Anyone familiar with Axelrod's iterated Prisoner's Dilemma competitions also knows that the winning strategy has always been Tit-for-Tat. The Tit-for-Tat strategy, upon its first encounter with a competitor, cooperates. Thereafter it does whatever its competitor does; if its competitor defects, it defects; if its competitor cooperates again, it again cooperates.

I'll admit this seems like a good strategy because pride is not a factor. Good behavior is rewarded, bad behavior is punished. However, outside of a computational simulation--in real life--there is a problem if this simple tactic is followed: miscommunication.

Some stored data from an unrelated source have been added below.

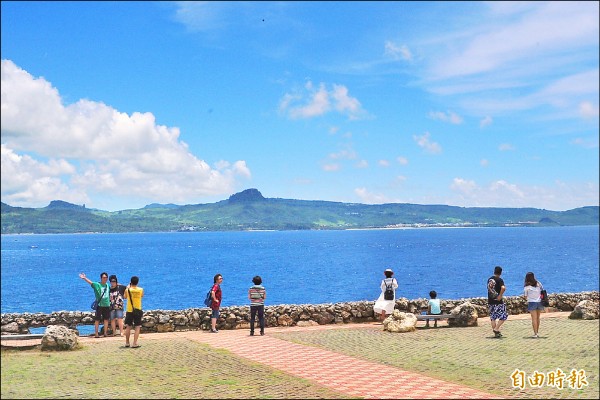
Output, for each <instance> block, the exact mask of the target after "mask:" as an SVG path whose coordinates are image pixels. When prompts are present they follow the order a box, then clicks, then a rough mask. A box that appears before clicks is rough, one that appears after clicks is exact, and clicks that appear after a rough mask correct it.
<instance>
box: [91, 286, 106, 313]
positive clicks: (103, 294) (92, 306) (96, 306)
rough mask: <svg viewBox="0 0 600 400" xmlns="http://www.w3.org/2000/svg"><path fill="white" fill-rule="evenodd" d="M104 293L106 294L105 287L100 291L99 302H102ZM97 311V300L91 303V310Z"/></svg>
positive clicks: (97, 303) (97, 302) (105, 290)
mask: <svg viewBox="0 0 600 400" xmlns="http://www.w3.org/2000/svg"><path fill="white" fill-rule="evenodd" d="M104 293H106V287H104V290H103V291H102V294H101V295H100V300H102V298H103V297H104ZM97 309H98V300H94V302H93V303H92V310H97Z"/></svg>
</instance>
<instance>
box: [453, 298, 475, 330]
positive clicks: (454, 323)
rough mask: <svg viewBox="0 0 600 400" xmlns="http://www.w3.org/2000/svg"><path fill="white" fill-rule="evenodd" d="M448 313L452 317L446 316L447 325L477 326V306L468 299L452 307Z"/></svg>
mask: <svg viewBox="0 0 600 400" xmlns="http://www.w3.org/2000/svg"><path fill="white" fill-rule="evenodd" d="M450 314H452V316H453V317H454V318H448V325H449V326H477V318H478V314H477V308H476V307H475V306H474V305H473V304H471V303H470V302H468V301H467V302H464V303H462V304H460V305H458V306H456V307H454V308H453V309H452V311H450Z"/></svg>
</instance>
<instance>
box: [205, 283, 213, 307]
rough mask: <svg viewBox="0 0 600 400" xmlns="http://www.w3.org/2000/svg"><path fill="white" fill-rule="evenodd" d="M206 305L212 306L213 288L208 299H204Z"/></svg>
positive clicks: (206, 297)
mask: <svg viewBox="0 0 600 400" xmlns="http://www.w3.org/2000/svg"><path fill="white" fill-rule="evenodd" d="M204 305H205V306H206V307H210V306H212V287H211V288H210V290H209V291H208V293H206V297H205V298H204Z"/></svg>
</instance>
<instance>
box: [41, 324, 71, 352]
mask: <svg viewBox="0 0 600 400" xmlns="http://www.w3.org/2000/svg"><path fill="white" fill-rule="evenodd" d="M78 346H79V341H78V339H77V334H76V332H75V331H73V330H71V329H69V328H67V327H66V326H62V325H50V326H49V327H47V328H46V332H44V336H43V337H42V350H75V349H76V348H77V347H78Z"/></svg>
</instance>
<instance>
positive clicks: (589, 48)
mask: <svg viewBox="0 0 600 400" xmlns="http://www.w3.org/2000/svg"><path fill="white" fill-rule="evenodd" d="M474 12H476V13H479V14H478V18H477V20H478V21H480V22H479V23H475V24H464V25H463V24H456V25H455V26H456V27H457V28H456V29H453V30H451V31H448V30H439V31H436V30H433V33H432V36H433V37H431V38H430V39H429V40H428V41H427V42H426V43H427V45H423V46H422V47H421V48H419V52H420V53H424V54H426V55H428V57H427V58H425V60H426V61H425V66H424V68H423V69H422V71H424V72H423V82H425V86H426V87H427V88H428V89H429V90H431V91H432V92H434V93H439V94H443V95H456V96H457V99H458V102H459V103H460V104H461V105H462V107H463V108H464V109H465V110H469V112H477V113H485V114H493V115H499V114H501V113H502V114H504V115H506V114H507V113H512V112H514V111H524V110H534V109H537V108H542V109H546V108H547V107H548V109H549V110H551V111H552V112H553V113H554V115H556V114H555V111H556V110H559V111H561V113H560V114H559V116H561V117H567V118H573V117H575V116H577V111H578V106H579V105H580V104H584V106H583V108H582V109H579V112H580V113H581V115H582V116H586V115H590V114H593V113H594V111H593V107H592V109H590V107H588V106H589V104H588V103H589V102H591V101H593V100H594V99H597V98H598V68H597V63H598V37H599V20H598V12H599V5H598V2H585V1H584V2H560V1H555V2H552V1H551V2H486V3H483V7H481V8H479V9H478V11H474ZM595 101H596V102H597V100H595ZM596 109H597V104H596ZM596 118H597V115H596Z"/></svg>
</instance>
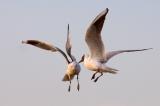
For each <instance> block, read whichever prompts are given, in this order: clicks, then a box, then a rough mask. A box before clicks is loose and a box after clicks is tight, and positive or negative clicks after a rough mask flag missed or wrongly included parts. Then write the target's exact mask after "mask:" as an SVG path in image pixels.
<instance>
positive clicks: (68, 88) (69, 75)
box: [68, 75, 71, 92]
mask: <svg viewBox="0 0 160 106" xmlns="http://www.w3.org/2000/svg"><path fill="white" fill-rule="evenodd" d="M68 77H69V87H68V92H70V90H71V77H70V75H68Z"/></svg>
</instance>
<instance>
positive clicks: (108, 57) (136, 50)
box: [106, 48, 152, 61]
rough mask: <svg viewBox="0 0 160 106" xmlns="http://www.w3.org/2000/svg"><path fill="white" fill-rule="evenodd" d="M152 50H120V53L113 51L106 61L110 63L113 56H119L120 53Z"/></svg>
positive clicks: (119, 50)
mask: <svg viewBox="0 0 160 106" xmlns="http://www.w3.org/2000/svg"><path fill="white" fill-rule="evenodd" d="M150 49H152V48H147V49H137V50H118V51H111V52H108V53H107V54H106V58H107V59H106V60H107V61H108V60H109V59H111V58H112V57H113V56H115V55H118V54H120V53H125V52H137V51H145V50H150Z"/></svg>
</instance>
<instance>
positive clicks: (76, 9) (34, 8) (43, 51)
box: [0, 0, 160, 106]
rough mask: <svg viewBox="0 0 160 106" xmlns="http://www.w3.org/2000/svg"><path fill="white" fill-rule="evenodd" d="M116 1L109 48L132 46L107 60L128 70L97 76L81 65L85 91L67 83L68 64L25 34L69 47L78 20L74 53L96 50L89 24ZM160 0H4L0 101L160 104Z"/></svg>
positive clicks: (109, 22)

What if some misunderstanding arose in the relationship that caused one agent to defect when it should have cooperated? A simple mistake of judgement. Two otherwise cooperative people could then be forever caught defecting against one another. Tragedy. I think this happens often, and the agents will often continue to defect, not as a matter of mechanism, but as a matter of "principle" or pride (I'm sure there's a name for this logical fallacy), even when later evidence suggests there was an initial misunderstanding. After all, the initial misunderstanding is likely the fault of one agent who does not want to admit its mistake and lose face.

Every once in a while, one of the agents will need to take a chance and start to trust again, to cooperate, measuring its potential future (mutual) gain against that of a potential temporary (amutual) loss. The game, then, isn't when to defect, as in a normal iteration, but when to again cooperate.